Los músicos se encuentran en su mejor forma y en el caso de Milt Gaynor, que canta dos temas, lo hace muy bien, con un estilo aterciopelado que nos recuerda, al menos en parte, a Johnny Hartmann.
Este disco es un excelente ejemplo para explicar a alguien lo que es el jazz, esa música que muchos no comprenden. Cuando la Enciclopedia Larousse dedicada a la música, en la parte correspondiente al jazz, dice que discutir sobre el tema presupone una discusión anterior: saber de qué se trata, ya que hasta el momento nadie ha podido ponerse de acuerdo en una definición que todos acepten. Y agrega que el jazz es posiblemente, en definitiva, el más intrigante fenómeno musical del siglo veinte que los musicólogos han debido y deben seguir estudiando.

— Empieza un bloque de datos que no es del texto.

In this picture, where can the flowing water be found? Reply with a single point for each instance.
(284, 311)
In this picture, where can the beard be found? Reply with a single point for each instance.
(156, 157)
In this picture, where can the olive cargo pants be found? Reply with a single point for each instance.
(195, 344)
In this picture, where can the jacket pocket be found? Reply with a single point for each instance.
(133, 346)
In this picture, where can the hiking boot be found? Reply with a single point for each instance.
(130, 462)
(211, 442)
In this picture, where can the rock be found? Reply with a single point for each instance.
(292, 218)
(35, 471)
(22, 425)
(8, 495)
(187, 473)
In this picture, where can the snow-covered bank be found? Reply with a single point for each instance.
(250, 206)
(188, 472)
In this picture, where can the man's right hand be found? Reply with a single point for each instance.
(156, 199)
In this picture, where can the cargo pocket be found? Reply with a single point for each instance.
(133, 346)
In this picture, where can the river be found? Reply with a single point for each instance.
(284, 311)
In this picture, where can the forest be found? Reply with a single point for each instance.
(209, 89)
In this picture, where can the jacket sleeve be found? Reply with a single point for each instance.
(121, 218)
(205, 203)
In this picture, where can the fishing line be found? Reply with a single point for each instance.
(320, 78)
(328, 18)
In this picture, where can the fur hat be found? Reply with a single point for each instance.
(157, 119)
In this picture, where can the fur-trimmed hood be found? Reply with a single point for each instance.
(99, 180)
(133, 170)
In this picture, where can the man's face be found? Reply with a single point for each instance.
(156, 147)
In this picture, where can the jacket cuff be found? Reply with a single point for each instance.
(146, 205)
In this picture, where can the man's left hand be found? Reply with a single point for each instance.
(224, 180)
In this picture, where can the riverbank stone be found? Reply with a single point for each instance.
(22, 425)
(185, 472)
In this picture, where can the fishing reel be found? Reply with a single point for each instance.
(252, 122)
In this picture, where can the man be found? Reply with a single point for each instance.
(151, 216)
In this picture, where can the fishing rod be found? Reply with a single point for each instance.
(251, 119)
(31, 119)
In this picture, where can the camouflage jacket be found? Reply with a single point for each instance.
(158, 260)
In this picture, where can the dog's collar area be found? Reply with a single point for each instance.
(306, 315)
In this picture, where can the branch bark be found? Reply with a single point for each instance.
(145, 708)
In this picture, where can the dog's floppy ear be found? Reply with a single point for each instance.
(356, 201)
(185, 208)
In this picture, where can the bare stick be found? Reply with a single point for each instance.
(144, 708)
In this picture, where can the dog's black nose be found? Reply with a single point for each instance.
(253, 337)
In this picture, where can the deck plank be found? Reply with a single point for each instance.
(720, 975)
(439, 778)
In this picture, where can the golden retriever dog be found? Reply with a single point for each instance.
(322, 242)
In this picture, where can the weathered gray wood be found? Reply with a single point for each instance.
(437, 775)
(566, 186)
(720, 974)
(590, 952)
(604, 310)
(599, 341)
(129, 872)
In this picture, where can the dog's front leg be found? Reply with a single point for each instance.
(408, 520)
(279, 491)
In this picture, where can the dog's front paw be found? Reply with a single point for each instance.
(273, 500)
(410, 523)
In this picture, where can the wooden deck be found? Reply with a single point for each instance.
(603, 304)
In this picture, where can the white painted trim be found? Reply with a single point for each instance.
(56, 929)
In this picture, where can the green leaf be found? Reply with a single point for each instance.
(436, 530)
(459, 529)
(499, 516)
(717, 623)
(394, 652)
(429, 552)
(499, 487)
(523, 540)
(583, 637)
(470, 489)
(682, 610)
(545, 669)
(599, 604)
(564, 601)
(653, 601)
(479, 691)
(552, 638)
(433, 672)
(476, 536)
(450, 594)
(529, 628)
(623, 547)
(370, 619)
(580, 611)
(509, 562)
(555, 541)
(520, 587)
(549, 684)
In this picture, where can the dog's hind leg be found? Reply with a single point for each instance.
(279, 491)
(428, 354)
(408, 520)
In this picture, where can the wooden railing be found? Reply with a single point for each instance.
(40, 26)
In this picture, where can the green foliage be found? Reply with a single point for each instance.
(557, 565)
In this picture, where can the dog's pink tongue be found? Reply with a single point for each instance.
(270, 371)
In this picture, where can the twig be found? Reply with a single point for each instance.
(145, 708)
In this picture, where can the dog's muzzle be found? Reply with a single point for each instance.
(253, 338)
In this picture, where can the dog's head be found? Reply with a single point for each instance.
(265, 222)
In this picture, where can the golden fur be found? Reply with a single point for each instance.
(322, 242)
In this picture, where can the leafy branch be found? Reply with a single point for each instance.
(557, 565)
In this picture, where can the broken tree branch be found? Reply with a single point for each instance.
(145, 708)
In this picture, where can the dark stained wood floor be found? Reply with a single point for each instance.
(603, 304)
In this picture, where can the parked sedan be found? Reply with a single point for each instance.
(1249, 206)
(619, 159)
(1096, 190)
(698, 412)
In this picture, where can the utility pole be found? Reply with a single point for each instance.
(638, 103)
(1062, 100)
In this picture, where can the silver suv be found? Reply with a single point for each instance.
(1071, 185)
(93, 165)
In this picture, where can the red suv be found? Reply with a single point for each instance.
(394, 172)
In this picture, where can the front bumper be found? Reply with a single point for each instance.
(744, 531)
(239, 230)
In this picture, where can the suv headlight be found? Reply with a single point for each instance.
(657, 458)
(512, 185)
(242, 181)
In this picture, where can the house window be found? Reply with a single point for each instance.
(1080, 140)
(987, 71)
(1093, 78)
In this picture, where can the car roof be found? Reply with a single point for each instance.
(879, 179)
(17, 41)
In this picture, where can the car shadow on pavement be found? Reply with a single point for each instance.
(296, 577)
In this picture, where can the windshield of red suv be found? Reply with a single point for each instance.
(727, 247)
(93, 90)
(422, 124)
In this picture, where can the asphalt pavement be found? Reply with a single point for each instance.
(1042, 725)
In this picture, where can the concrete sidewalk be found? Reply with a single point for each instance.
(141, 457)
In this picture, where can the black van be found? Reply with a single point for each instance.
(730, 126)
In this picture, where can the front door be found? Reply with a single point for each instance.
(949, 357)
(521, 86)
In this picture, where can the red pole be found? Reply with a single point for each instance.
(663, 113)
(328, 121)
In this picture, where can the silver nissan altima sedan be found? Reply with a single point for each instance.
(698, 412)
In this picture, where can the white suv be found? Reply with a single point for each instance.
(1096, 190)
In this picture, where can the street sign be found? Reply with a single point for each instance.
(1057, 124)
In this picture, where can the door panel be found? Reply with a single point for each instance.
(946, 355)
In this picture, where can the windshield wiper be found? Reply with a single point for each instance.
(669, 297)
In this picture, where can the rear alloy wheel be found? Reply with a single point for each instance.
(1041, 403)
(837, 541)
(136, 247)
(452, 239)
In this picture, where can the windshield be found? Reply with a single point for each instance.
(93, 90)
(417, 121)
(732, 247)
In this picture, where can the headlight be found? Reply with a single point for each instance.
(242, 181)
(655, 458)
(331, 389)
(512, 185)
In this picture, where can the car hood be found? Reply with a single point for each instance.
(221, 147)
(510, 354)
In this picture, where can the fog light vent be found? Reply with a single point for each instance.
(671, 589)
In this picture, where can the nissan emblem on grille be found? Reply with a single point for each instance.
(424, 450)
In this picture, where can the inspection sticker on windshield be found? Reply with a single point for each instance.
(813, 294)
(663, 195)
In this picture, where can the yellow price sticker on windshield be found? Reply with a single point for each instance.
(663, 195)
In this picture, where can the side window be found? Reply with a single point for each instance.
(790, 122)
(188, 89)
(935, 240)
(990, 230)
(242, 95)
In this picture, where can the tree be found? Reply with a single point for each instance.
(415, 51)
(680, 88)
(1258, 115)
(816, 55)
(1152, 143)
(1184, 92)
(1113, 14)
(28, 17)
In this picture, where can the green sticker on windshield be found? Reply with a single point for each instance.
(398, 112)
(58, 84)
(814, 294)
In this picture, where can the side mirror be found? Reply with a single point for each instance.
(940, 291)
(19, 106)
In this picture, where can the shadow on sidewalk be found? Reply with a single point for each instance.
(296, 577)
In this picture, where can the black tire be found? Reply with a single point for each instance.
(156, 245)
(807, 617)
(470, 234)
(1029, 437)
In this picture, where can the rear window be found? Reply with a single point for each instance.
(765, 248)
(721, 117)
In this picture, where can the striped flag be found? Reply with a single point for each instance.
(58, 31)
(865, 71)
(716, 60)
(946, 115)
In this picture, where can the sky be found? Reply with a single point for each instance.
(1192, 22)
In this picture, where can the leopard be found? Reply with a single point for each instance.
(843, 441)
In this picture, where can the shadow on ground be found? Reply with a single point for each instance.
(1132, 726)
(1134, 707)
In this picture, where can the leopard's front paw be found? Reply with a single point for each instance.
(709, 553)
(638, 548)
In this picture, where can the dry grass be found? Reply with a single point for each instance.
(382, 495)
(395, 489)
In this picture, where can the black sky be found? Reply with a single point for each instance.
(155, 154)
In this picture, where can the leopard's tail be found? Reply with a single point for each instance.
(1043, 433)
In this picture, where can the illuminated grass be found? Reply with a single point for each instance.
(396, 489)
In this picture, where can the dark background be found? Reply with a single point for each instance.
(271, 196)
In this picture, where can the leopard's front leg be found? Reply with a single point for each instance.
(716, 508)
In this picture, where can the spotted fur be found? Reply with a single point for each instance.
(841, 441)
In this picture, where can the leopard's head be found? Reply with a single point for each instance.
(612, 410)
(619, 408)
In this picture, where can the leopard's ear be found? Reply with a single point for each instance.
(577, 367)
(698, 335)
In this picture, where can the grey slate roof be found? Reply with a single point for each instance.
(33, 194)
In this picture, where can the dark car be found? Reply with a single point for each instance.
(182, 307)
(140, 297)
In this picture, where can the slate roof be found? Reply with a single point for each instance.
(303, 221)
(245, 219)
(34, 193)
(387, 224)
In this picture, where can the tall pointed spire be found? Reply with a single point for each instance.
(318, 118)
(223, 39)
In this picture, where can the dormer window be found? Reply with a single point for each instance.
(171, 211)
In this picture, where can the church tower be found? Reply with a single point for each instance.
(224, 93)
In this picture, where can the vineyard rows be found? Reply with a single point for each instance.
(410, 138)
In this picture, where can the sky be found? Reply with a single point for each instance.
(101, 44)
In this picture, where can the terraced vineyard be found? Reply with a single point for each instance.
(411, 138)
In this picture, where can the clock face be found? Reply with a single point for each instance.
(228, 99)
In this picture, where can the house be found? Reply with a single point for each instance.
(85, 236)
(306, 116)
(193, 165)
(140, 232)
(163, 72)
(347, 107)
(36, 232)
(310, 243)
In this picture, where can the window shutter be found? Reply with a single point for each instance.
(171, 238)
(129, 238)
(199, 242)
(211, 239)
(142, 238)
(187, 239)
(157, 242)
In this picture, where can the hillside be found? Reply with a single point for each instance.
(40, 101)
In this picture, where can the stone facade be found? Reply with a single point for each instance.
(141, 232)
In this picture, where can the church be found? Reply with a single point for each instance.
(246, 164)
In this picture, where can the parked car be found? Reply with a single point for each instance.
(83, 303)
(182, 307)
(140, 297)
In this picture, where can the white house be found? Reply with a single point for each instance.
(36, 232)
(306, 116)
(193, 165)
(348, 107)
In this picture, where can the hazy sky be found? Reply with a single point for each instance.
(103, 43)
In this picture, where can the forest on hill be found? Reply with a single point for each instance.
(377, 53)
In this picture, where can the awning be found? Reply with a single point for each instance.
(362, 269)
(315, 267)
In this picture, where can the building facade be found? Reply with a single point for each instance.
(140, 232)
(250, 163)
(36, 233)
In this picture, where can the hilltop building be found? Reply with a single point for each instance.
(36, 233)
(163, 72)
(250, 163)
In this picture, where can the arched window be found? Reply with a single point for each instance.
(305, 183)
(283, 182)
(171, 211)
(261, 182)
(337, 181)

Y quienes lo desdeñan al menos que tengan buenos argumentos para hacerlo. De cualquier manera, por mi parte, en este tipo de problemas, mis falencias me ayudan. Me gusta el jazz, con algunas preferencias, desde el comienzo de su historia registrada (es decir 1917) hasta lo que escuchamos hoy en día. Tal vez se supondrá que esto implica una carencia de valores, lo cual no discutimos. Puede ser que así sea. Cuando iniciamos esta serie de pequeñas notas sobre el jazz lo hicimos sobre dos discos por los cuales tenemos preferencia.
Uno de ellos es el que grabó en 1933 Spike Hughes, con una orquesta que le había preparado Benny Carter y el otro las sesiones que organizó Panassié en 1938 con la presencia, entre otros de Sydney Bechet, Tommy Ladnier, Mezz Mezzrow, Teddy Bunn, James P. Johnson.
(Cada vez que escucho jazz, se trate de lo que se trate, del músico que sea, las sensaciones que eso despierta en mi no tienen en realidad nada que ver con su posible o imposible comprensión. En algún momento, para dar un ejemplo, ese solo de Tommy Ladnier, me lleva a una ciudad que apenas conozco y me doy cuenta que estoy leyendo un texto de Borges. Camino hacia un bar donde sé que encontraré a alguien que hace mucho que no veo y eso me alegrará. Otra vez, estoy escuchando a Eric Dolphy digamos, camino por una playa y busco el sitio desde el cual parte el sonido de ese clarinete bajo. Me doy cuenta que hay algo que me aproxima a Dios, imágenes de la niñez que creía haber olvidado. Ahora son con Coltrane y Ellington los que escucho, entonces vuelvo a estar sentado en un rincón cercano a una ventana y cerca hay un piano y otra vez me parece ver a mi familia que estábamos por sentarnos a almorzar. Cuando se trata de Bill Evans o de Teddy Wilson, es como regresar a mi adolescencia. Salgo de algún cine y cruzo la plaza San Martín con el cuello del sobretodo levantado. Hace frío. Pienso en que cuando llegue trataré de tocar algo de Faure. Pero la música termina. Y siempre que termina siento como una especie de tristeza con fragmentos de felicidad. Veo fotografías viejas, releo poemas más viejos aún, sé que en el jazz hay una misteriosa forma de alterar el tiempo, de trastocar los conceptos del pasado, del presente y del futuro y me pongo a leer uno de los cuartetos de Eliot. Entonces soy yo el de hoy, el que escribe, el que ya tiene 77 años y que sin merecerlo, y con remordimiento, se siente feliz. Eso es el jazz).